All of which sounds a little iffy to me for what appears to be a pretty uncommon case (fwiw I was able to build all of clang & LNT for x86 without hitting this).

Sorry for the late response!

Would that only work when you a have a single DW_OP_piece? Or would it be possible to have multiple composition operations in a DW_AT_call_value? What would happen in the latter case?

That's an interesting question. On one hand, it doesn't seem like there should be anything special about having multiple composition operations. OTOH, if the debugger's representation of an evaluated expression ("Value" in lldb parlance) doesn't track which bits are known, the debugger might evaluate an entry value incorrectly if it encounters a DW_AT_call_value like "[...; DW_OP_piece 4; ..; DW_OP_piece 2]".

I'm sorry if I'm a bit persistent here. Please don't let me stand in the way if this can be made to work with LLDB, and the GDB developers can be convinced that them ignoring DW_OP_piece is a bug. I'm personally just not entirely convinced that that is valid DWARF.

No worries, I think this is great feedback. I think we've just touched on a tricky part of the standard. Do you still have the time to start a discussion about this on the dwarf mailing list?

In D75326#1925517, @vsk wrote:

No worries, I think this is great feedback. I think we've just touched on a tricky part of the standard. Do you still have the time to start a discussion about this on the dwarf mailing list?

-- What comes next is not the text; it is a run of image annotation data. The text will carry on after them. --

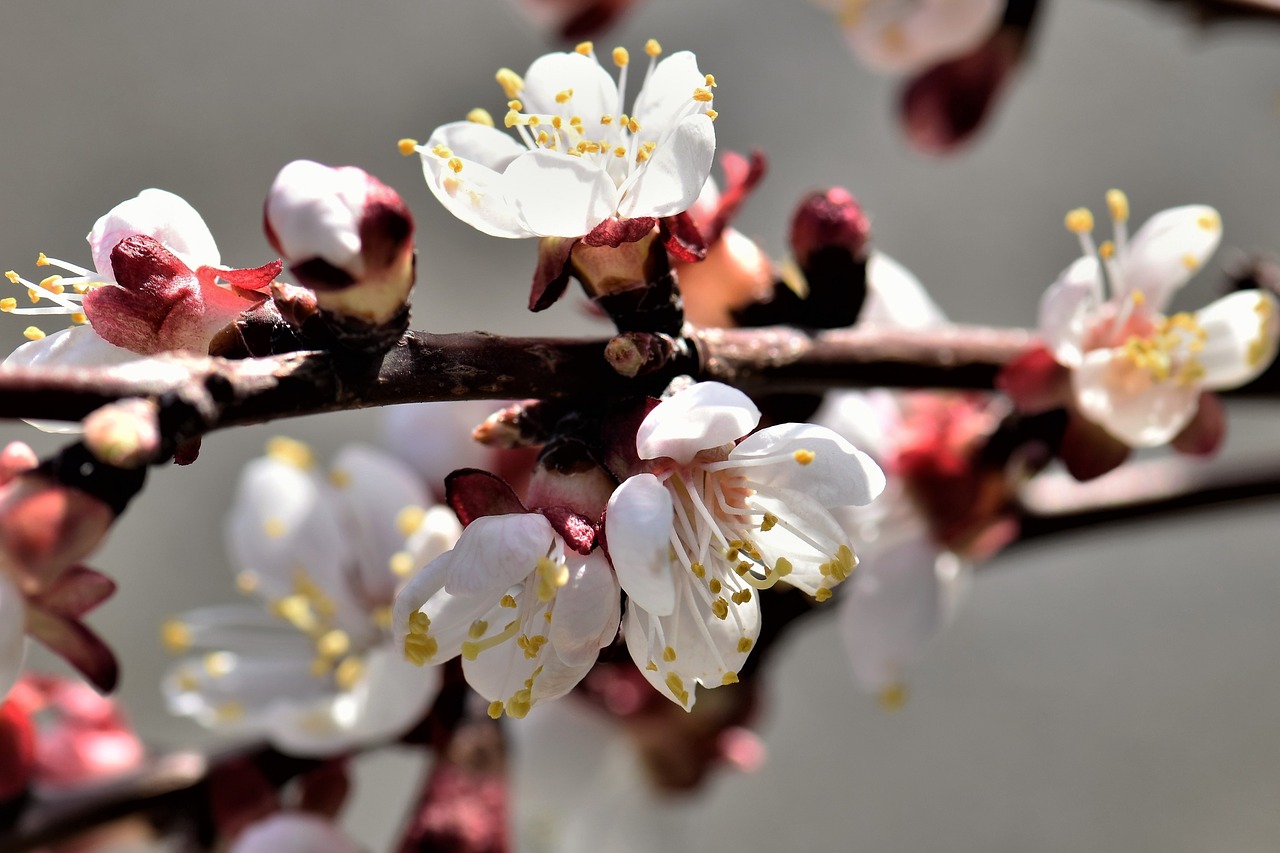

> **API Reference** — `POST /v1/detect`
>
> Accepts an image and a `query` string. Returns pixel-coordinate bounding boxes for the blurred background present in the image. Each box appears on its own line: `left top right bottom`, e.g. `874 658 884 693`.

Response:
0 0 1280 853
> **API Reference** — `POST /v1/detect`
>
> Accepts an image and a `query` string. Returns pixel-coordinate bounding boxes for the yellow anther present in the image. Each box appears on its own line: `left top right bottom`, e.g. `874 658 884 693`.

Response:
666 672 689 704
535 557 568 601
316 628 351 660
333 657 365 690
1062 207 1093 234
493 68 525 97
202 652 236 679
408 610 431 634
876 681 908 711
1107 190 1129 222
160 619 191 654
266 435 316 471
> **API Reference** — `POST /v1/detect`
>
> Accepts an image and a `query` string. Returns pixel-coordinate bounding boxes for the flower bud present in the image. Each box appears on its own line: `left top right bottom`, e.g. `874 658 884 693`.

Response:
264 160 413 336
791 187 870 269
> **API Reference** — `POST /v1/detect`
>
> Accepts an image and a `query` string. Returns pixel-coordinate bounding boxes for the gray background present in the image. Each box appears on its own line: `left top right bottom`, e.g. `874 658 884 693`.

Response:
0 0 1280 852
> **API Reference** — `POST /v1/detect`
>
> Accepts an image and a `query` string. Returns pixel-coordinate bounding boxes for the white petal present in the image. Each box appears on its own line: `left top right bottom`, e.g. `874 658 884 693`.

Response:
503 150 618 237
518 51 625 133
618 115 716 219
632 50 714 144
1039 256 1103 368
728 424 884 507
0 571 27 702
549 551 622 667
4 325 142 434
838 537 945 692
604 474 676 616
1114 205 1222 311
444 512 559 599
1071 350 1199 447
636 382 760 465
858 251 947 329
265 160 369 267
1196 291 1280 391
86 188 221 274
268 644 440 757
332 444 434 602
421 122 532 238
229 812 360 853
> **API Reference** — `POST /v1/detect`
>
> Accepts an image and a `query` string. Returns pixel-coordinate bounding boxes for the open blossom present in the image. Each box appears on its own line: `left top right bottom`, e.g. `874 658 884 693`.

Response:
819 0 1005 73
1041 190 1280 447
0 190 280 365
394 511 620 717
164 439 460 756
605 382 884 708
401 40 716 239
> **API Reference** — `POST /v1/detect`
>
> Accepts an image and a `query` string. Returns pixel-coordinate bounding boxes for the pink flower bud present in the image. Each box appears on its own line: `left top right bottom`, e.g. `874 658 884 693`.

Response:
791 187 870 269
264 160 413 325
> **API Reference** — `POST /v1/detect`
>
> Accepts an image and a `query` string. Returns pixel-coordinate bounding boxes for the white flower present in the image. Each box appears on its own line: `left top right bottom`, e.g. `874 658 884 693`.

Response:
229 812 360 853
1039 190 1280 447
605 382 884 708
0 571 27 702
818 0 1005 73
401 40 716 237
393 512 621 717
164 439 461 756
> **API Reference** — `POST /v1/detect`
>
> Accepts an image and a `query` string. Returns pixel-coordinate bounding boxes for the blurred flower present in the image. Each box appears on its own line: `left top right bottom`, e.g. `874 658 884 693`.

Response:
605 382 884 708
818 0 1005 73
164 438 460 756
1002 190 1280 447
0 190 280 365
401 40 716 239
264 160 413 324
393 511 620 717
229 812 360 853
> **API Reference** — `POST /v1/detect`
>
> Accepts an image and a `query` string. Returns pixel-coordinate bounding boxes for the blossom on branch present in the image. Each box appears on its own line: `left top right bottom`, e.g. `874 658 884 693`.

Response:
1001 190 1280 466
401 40 716 239
163 439 460 756
0 190 280 365
605 382 884 708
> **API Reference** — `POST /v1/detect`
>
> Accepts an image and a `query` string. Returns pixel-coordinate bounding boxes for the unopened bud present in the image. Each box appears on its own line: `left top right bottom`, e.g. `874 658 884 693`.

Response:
84 398 160 469
791 187 870 269
264 160 413 335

Yeah, sure! I can put together a mail for the mailing list today or tomorrow.

Yeah, sure! I can put together a mail for the mailing list today or tomorrow.

I sent a mail: http://lists.dwarfstd.org/pipermail/dwarf-discuss-dwarfstd.org/2020-March/004610.html

vsk abandoned this revision.Mar 31 2020, 4:20 PM

Yeah, sure! I can put together a mail for the mailing list today or tomorrow.

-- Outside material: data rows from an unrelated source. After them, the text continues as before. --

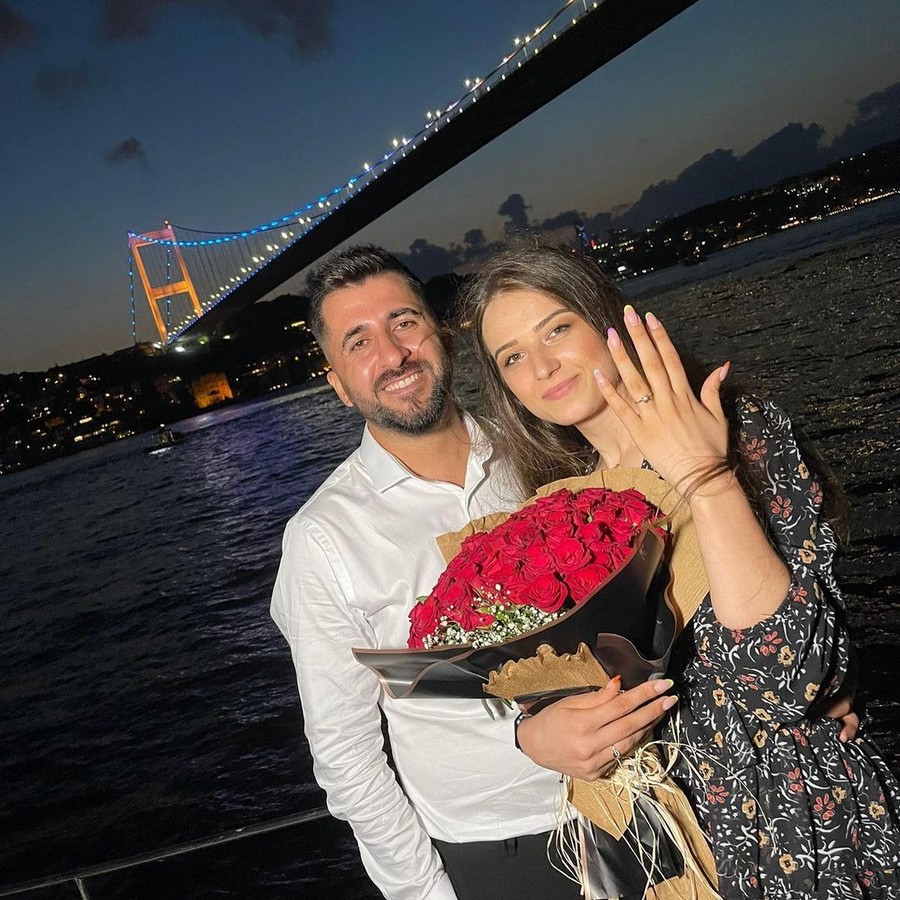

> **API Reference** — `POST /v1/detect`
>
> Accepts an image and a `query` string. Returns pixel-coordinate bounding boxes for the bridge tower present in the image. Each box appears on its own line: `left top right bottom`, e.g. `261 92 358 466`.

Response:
128 222 203 344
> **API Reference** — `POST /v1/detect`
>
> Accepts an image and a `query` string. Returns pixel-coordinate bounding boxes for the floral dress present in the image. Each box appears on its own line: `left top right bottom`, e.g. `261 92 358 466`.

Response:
665 399 900 900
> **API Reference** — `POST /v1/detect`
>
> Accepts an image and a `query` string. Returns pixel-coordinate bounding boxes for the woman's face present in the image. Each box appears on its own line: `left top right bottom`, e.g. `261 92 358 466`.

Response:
481 289 619 426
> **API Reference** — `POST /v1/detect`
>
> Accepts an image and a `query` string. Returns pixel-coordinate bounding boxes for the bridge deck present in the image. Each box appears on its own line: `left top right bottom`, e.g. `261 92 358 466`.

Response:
184 0 696 334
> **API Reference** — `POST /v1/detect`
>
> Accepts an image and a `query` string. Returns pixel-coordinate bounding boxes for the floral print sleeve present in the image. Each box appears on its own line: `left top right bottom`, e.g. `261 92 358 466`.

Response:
694 399 849 724
662 399 900 900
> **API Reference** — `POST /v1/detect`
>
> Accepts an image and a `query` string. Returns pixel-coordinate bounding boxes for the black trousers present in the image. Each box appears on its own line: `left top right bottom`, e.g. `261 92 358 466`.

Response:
434 832 640 900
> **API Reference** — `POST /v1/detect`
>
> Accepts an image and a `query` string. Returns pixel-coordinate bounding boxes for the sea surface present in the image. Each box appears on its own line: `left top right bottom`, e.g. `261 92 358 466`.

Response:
0 198 900 900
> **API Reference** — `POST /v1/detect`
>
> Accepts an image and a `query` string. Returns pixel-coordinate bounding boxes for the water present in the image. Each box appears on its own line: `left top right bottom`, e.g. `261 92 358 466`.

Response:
0 201 900 900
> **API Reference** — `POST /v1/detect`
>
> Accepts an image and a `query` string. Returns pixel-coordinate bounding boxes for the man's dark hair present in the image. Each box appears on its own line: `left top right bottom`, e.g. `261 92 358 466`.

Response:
306 244 426 346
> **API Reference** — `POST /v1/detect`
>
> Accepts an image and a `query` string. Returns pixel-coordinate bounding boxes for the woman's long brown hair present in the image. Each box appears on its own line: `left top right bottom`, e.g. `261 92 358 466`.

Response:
460 241 846 539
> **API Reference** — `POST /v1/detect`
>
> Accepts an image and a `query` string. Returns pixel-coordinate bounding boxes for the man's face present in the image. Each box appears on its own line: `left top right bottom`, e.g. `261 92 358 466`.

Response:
322 272 452 435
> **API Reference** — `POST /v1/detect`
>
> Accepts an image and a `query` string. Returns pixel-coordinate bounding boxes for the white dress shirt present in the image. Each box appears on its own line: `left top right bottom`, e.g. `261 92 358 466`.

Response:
272 417 560 900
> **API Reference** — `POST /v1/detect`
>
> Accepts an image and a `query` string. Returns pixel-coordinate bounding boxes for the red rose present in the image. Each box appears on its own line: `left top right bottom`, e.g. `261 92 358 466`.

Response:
544 517 575 556
523 573 568 612
503 519 540 550
409 597 441 649
431 572 475 613
566 566 609 603
553 538 591 572
522 541 556 578
481 553 517 591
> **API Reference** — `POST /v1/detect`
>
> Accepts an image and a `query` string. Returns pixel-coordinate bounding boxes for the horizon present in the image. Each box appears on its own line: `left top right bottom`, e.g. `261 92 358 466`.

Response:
0 0 900 373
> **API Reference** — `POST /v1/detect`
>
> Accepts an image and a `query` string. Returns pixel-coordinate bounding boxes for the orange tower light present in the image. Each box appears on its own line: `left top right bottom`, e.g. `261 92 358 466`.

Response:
128 222 203 344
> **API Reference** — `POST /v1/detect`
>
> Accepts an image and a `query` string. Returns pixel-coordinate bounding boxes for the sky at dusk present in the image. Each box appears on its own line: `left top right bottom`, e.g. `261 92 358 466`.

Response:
0 0 900 372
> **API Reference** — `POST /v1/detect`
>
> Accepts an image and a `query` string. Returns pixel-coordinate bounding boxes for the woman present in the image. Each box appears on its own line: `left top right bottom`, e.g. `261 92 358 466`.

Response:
465 246 900 900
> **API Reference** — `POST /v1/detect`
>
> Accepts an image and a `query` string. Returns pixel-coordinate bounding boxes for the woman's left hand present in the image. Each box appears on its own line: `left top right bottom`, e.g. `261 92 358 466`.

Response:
594 305 730 496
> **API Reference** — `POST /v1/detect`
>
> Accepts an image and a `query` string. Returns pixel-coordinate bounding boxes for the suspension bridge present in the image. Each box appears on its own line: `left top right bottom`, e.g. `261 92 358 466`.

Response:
128 0 696 344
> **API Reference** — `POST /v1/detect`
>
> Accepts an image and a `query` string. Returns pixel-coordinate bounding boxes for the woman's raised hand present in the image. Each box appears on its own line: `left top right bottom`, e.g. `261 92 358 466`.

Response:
594 305 730 496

I sent a mail: http://lists.dwarfstd.org/pipermail/dwarf-discuss-dwarfstd.org/2020-March/004610.html

Thanks. Reading through the discussion, I do see some amount of consensus about the first sentence of section 2.5 being misleading (or at least confusing) -- this is the bit I cited in argument for allowing composite locations wherever a value is expected. I think we'd need a strong reason to disregard that consensus. So I think we should set this patch aside for now.